Accordingly, a municipality may continue to appoint electors who reside outside the corporate limits but within the recorded planning jurisdiction only if (1) the planning-jurisdiction boundary was duly recorded under the statutes in effect at the time of recording, and (2) neither the planning commission nor the municipality has subsequently altered that boundary or changed the criteria for appointment.

Whether the planning commission or the municipality has subsequently altered the recorded boundary or changed the appointment criteria is a fact-dependent inquiry. An ordinance repealing extraterritorial planning or zoning authority, standing alone, is not sufficient to eliminate a previously recorded planning jurisdiction if it does not address the recorded boundary or revise the applicable appointment criteria.

In contrast, a municipality that updates its planning area map under A.C.A. § 14-56-412(c) and adopts that map through the procedures set forth in §§ 14-56-422 and 14-56-423 to reflect only its corporate limits may be deemed to have altered its previously recorded planning jurisdiction. In that situation, the revised map becomes the operative planning jurisdiction for purposes of A.C.A. § 14-56-405(b), and electors residing outside the new boundary would no longer be eligible for appointment or reappointment.

Conversely, if the municipality continues to identify the same boundary that was previously recorded under former § 14-56-413(b)(2), that circumstance supports treating the area within that boundary as the "recorded planning jurisdiction" for purposes of § 14-56-405(b), notwithstanding the loss of regulatory authority following the enactment of Act 314.

Although Act 314 of 2025 eliminated municipal extraterritorial planning jurisdiction, a municipality retains authority to prepare and maintain planning documents that consider areas outside its corporate limits for advisory and coordination purposes. Under § 14-56-402, municipalities may adopt plans for "the coordinated, adjusted, and harmonious development of the municipality and its environs," and under § 14-56-403(a), municipal plans may address "present and future needs" and promote "the safety, morals, order, convenience, prosperity, and general welfare of the citizens."

Municipalities may continue, consistent with these provisions, to prepare and maintain comprehensive plans, future land-use maps, and transportation or infrastructure studies that consider areas outside the corporate limits. Those planning documents, however, are advisory only and have no legal force beyond the corporate limits.

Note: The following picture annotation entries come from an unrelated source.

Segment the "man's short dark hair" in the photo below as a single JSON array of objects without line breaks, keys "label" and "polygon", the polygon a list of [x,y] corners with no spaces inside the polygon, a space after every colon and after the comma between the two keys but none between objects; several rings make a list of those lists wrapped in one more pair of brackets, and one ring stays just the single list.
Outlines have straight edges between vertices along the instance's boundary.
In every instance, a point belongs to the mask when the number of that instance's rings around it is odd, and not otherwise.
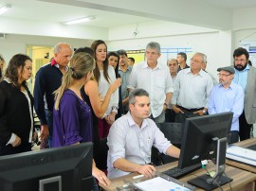
[{"label": "man's short dark hair", "polygon": [[242,55],[246,55],[247,60],[248,60],[249,54],[248,54],[247,50],[246,48],[243,48],[243,47],[239,47],[239,48],[236,48],[236,49],[234,50],[233,58],[235,58],[235,57],[240,57],[240,56],[242,56]]},{"label": "man's short dark hair", "polygon": [[117,51],[117,53],[118,53],[119,56],[124,55],[124,56],[126,56],[126,57],[127,57],[127,53],[126,53],[126,51],[125,51],[125,50],[123,50],[123,49],[118,50],[118,51]]},{"label": "man's short dark hair", "polygon": [[133,62],[135,62],[135,58],[129,57],[128,59],[130,59]]},{"label": "man's short dark hair", "polygon": [[107,53],[107,59],[109,59],[109,57],[111,57],[111,56],[118,57],[118,59],[119,58],[119,54],[116,53],[116,52],[109,52],[109,53]]},{"label": "man's short dark hair", "polygon": [[187,54],[185,52],[179,52],[177,55],[180,55],[185,60],[185,61],[187,61]]},{"label": "man's short dark hair", "polygon": [[129,94],[129,103],[135,104],[136,96],[149,96],[149,93],[146,90],[140,88],[132,90],[132,92]]},{"label": "man's short dark hair", "polygon": [[90,47],[80,47],[80,48],[77,48],[75,50],[75,53],[74,54],[77,54],[79,52],[85,52],[87,54],[89,54],[92,58],[94,58],[94,52],[93,52],[93,49],[90,48]]}]

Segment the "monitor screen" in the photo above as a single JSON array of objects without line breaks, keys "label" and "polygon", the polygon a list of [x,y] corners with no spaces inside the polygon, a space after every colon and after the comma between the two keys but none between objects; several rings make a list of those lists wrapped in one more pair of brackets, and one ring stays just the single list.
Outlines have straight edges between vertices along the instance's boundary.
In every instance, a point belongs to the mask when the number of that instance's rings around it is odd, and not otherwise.
[{"label": "monitor screen", "polygon": [[215,157],[212,139],[225,138],[230,130],[233,113],[187,118],[178,167],[184,168]]},{"label": "monitor screen", "polygon": [[82,191],[93,184],[93,144],[0,157],[1,191]]}]

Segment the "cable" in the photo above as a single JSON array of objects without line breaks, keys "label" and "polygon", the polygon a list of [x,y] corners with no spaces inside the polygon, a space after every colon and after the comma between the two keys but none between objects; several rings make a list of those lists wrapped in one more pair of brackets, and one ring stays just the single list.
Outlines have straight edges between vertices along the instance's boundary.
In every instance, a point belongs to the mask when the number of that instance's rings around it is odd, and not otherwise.
[{"label": "cable", "polygon": [[[224,174],[225,174],[225,176],[226,176],[227,178],[229,178],[225,172],[224,172]],[[229,184],[230,190],[232,191],[233,189],[232,189],[231,183],[230,183],[230,182],[229,182]]]},{"label": "cable", "polygon": [[[210,172],[208,171],[208,169],[207,169],[206,167],[203,168],[203,169],[205,169],[206,172],[210,175]],[[212,178],[212,177],[211,177],[211,178]],[[212,179],[212,182],[216,183],[216,185],[220,188],[220,190],[223,191],[223,188],[220,186],[220,184],[216,182],[215,179]],[[212,182],[211,182],[211,184],[212,184]]]}]

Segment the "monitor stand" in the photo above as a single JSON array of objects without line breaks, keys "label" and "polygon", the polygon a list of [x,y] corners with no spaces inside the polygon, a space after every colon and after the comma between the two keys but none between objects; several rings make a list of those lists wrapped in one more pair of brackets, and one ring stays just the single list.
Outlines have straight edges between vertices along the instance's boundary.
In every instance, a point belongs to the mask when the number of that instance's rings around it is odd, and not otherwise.
[{"label": "monitor stand", "polygon": [[213,138],[213,142],[216,144],[214,153],[217,153],[215,175],[213,177],[210,177],[210,175],[203,175],[188,182],[189,183],[205,190],[213,190],[233,181],[229,177],[222,176],[225,172],[227,138],[225,137],[218,139],[215,137]]}]

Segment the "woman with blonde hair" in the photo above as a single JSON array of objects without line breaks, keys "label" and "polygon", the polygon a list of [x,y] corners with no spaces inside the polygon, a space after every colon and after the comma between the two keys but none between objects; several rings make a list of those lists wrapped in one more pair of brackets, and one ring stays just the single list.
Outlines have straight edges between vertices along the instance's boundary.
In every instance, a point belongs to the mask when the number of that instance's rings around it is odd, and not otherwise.
[{"label": "woman with blonde hair", "polygon": [[[86,53],[77,53],[71,59],[70,68],[56,91],[53,148],[93,141],[91,108],[82,99],[80,90],[92,78],[94,68],[95,61]],[[92,169],[93,176],[100,182],[105,185],[110,183],[104,172],[98,169],[94,162]]]}]

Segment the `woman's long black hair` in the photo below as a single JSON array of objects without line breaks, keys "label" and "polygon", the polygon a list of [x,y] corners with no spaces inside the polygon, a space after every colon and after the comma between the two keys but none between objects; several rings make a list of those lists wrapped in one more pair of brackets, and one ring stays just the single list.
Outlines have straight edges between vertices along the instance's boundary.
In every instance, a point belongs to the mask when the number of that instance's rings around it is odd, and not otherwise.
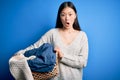
[{"label": "woman's long black hair", "polygon": [[[60,5],[59,10],[58,10],[55,28],[63,28],[63,24],[62,24],[61,19],[60,19],[60,13],[61,13],[61,11],[62,11],[64,8],[66,8],[66,7],[72,8],[72,9],[75,11],[76,15],[77,15],[76,8],[75,8],[75,6],[74,6],[74,4],[73,4],[72,2],[63,2],[63,3]],[[75,19],[75,21],[74,21],[74,23],[73,23],[73,28],[74,28],[75,30],[81,31],[80,25],[79,25],[79,23],[78,23],[78,18],[77,18],[77,16],[76,16],[76,19]]]}]

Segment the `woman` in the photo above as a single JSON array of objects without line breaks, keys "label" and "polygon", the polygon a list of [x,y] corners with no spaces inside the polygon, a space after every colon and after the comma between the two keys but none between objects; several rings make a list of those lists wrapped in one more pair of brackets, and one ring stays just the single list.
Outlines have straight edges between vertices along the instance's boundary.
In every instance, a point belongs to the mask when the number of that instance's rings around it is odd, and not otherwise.
[{"label": "woman", "polygon": [[82,80],[82,69],[88,59],[88,40],[86,33],[81,31],[72,2],[60,5],[55,29],[49,30],[34,45],[17,54],[24,54],[43,43],[53,44],[59,57],[59,74],[51,80]]}]

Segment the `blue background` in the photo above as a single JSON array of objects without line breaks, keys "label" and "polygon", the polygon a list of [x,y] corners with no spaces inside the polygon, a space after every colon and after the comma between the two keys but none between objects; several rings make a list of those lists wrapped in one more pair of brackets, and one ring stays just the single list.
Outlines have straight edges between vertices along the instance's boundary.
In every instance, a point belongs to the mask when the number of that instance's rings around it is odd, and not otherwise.
[{"label": "blue background", "polygon": [[[53,28],[65,0],[0,0],[0,80],[13,80],[8,60]],[[83,80],[120,80],[120,1],[72,0],[89,39]]]}]

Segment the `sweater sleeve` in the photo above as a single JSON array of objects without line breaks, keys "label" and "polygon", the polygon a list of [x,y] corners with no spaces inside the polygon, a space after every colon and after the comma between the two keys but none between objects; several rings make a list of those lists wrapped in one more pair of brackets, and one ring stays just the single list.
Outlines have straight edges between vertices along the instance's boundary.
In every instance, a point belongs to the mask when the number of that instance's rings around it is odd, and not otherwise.
[{"label": "sweater sleeve", "polygon": [[25,51],[38,48],[40,47],[43,43],[52,43],[52,33],[53,29],[49,30],[46,32],[37,42],[35,42],[33,45],[28,46],[27,48],[20,50],[16,52],[16,54],[24,54]]},{"label": "sweater sleeve", "polygon": [[86,34],[84,33],[81,40],[82,47],[78,51],[78,55],[70,55],[70,54],[64,54],[64,57],[61,59],[61,62],[73,67],[73,68],[83,68],[87,65],[87,59],[88,59],[88,39]]}]

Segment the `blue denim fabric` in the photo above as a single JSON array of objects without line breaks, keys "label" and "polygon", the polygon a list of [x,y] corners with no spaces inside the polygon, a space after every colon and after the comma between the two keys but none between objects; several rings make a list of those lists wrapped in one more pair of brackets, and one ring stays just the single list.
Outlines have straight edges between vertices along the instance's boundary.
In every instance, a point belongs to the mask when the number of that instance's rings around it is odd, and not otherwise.
[{"label": "blue denim fabric", "polygon": [[50,72],[53,70],[56,63],[56,54],[54,48],[49,43],[44,43],[39,48],[26,51],[26,57],[35,55],[36,58],[28,60],[30,69],[35,72]]}]

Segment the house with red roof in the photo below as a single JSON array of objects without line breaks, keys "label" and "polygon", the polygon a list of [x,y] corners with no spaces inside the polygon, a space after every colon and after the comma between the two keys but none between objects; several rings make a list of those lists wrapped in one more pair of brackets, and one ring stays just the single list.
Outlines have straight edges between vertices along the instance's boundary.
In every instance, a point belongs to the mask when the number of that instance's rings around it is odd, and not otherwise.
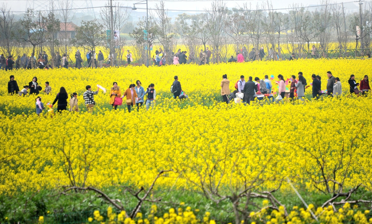
[{"label": "house with red roof", "polygon": [[74,39],[77,26],[74,23],[61,22],[60,24],[60,31],[57,33],[57,39],[67,40]]}]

In sum, where a municipality has a planning-jurisdiction boundary that was previously recorded under former § 14-56-413 and has not been altered by later municipal action, § 14-56-405(b) may continue to be applied by reference to that recorded boundary to allow appointment of electors who reside outside the corporate limits but within the recorded planning jurisdiction, to the planning commission. By contrast, a municipality that never recorded the boundary under former § 14-56-413, or that has since altered the recorded boundary, may not appoint electors who reside outside the corporate limits under § 14-56-405(b), even though it may continue to prepare and maintain advisory planning materials that consider areas beyond the corporate limits.

Question 2: If so, how should the phrase "recorded planning jurisdiction" be construed following the elimination of extraterritorial jurisdiction?

The phrase "recorded planning jurisdiction" in A.C.A. § 14-56-405(b) should be understood to refer to an identifiable boundary that was made a matter of public record under the statutory framework then in effect. Former § 14-56-413 required a municipality exercising extraterritorial planning jurisdiction to designate the planning area and file a description of its boundaries with both the city clerk and the county recorder. That filing is the "recorded planning jurisdiction" referenced in § 14-56-405(b). For purposes of § 14-56-405(b), a previously recorded planning jurisdiction remains operative unless it has been altered through municipal or planning-commission action, as discussed in my answer to question one.

Assistant Attorney General Justin Hughes prepared this opinion, which I hereby approve.